The field of this thesis is deformation quantization, and we consider mainly symplectic manifolds equipped with a star product.
After reviewing basics in complex geometry, we introduce quantization, focusing on geometric quantization and deformation quantization. The latter is defined as a star product on a Poisson manifold that is in general non-commutative and corresponds to the composition of the quantized observables.
While in general it is difficult to express a star product globally on a curved manifold in an explicit way, we consider a case where this is possible, namely that of a Kähler manifold. Gammelgaard gave an explicit formula for a class of star products in this setting. We review his construction, which is combinatorial and based on a certain family of graphs and extend it, to provide the graph formalism with the notions of composition and differentiation.

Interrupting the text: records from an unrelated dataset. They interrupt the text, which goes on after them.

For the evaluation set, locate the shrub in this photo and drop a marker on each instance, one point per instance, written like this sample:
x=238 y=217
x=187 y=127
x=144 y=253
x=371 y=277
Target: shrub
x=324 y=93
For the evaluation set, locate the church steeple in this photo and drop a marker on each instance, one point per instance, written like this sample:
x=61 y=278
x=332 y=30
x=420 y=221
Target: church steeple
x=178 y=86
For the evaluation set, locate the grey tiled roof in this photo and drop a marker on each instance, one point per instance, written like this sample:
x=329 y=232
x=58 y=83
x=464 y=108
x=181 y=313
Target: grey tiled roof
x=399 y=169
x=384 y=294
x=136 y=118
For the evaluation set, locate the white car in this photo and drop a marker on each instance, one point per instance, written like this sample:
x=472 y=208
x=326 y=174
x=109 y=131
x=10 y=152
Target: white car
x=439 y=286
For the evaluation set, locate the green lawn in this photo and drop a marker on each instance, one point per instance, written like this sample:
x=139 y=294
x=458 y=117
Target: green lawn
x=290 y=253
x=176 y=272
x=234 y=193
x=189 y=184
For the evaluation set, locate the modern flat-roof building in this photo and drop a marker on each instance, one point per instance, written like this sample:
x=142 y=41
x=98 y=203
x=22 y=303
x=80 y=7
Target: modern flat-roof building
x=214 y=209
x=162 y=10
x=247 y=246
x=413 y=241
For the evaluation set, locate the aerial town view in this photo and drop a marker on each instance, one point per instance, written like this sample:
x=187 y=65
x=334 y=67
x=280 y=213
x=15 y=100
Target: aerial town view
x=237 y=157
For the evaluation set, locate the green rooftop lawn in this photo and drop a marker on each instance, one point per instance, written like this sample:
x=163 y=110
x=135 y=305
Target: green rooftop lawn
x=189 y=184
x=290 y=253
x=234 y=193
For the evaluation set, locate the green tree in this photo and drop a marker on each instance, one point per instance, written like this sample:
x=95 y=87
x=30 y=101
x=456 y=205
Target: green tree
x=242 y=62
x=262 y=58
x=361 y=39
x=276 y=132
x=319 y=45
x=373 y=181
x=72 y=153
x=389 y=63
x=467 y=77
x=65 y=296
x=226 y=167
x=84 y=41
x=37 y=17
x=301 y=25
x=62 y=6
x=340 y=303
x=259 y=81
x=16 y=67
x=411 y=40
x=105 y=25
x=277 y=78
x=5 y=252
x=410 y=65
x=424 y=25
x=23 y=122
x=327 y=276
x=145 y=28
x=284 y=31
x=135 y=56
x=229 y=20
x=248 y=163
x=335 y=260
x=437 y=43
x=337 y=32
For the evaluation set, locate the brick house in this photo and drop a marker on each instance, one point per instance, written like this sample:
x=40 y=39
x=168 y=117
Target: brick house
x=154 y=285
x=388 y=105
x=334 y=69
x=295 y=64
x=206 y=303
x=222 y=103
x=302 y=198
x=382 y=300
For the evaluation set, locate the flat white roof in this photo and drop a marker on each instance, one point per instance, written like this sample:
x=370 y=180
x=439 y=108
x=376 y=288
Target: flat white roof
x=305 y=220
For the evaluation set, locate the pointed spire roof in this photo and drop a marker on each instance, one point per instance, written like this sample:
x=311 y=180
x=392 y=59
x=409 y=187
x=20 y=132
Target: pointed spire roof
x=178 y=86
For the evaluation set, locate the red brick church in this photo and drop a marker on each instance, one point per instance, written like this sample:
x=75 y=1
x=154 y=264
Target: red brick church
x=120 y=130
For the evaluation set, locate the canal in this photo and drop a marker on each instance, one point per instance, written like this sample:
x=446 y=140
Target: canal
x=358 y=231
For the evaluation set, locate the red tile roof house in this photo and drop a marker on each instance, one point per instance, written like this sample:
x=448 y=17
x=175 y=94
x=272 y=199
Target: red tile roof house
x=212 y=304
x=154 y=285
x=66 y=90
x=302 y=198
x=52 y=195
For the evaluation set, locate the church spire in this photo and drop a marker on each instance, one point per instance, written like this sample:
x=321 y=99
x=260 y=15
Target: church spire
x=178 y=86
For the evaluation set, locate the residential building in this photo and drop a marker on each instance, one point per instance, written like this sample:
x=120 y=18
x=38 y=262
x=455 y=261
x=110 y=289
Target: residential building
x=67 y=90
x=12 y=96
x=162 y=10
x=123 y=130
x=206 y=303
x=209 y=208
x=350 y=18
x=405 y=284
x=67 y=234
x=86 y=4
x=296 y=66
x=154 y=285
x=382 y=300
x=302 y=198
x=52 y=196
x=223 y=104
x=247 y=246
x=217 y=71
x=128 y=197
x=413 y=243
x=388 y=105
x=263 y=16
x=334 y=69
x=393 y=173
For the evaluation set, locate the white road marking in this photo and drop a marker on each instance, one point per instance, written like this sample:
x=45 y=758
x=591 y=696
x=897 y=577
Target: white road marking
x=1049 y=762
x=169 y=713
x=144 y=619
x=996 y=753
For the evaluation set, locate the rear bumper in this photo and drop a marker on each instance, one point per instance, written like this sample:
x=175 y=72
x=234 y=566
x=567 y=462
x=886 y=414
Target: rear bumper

We shall focus our attention on symplectic manifolds equipped with a family of star products, indexed by a parameter space. In this situation we can define a connection in the trivial bundle over the parameter space with fibres the formal smooth functions on the manifold, which relates the star products in the family and is called a formal connection. We study the question of classifying such formal connections. To each star product we can associate a certain cohomology class called the characteristic class. It turns out that a formal connection exists if and only if all the star products in the family have the same characteristic class, and that formal connections form an affine space over the derivations of the star products.
Moreover, if the parameter space for the family of star products is contractible, we obtain that any two flat formal connections are gauge equivalent via a selfequivalence of the family of star products. Afterwards we study the problem of trivializing a formal connection, that is to define a differential operator on the manifold which makes any section of the bundle parallel with respect to the connection. To approach the problem we use the graph formalism described above to encode it in graph terms. This allows us to express the equations determining a trivialization of the formal connection completely in graph terms, and solving them amounts to finding a linear combination of graphs whose derivative is equal to a given expression. We shall also look at another approach to the problem that is more calculative. Moreover we use the graph formalism to give a set of recursive equations determining the formal connection for a given family of star products.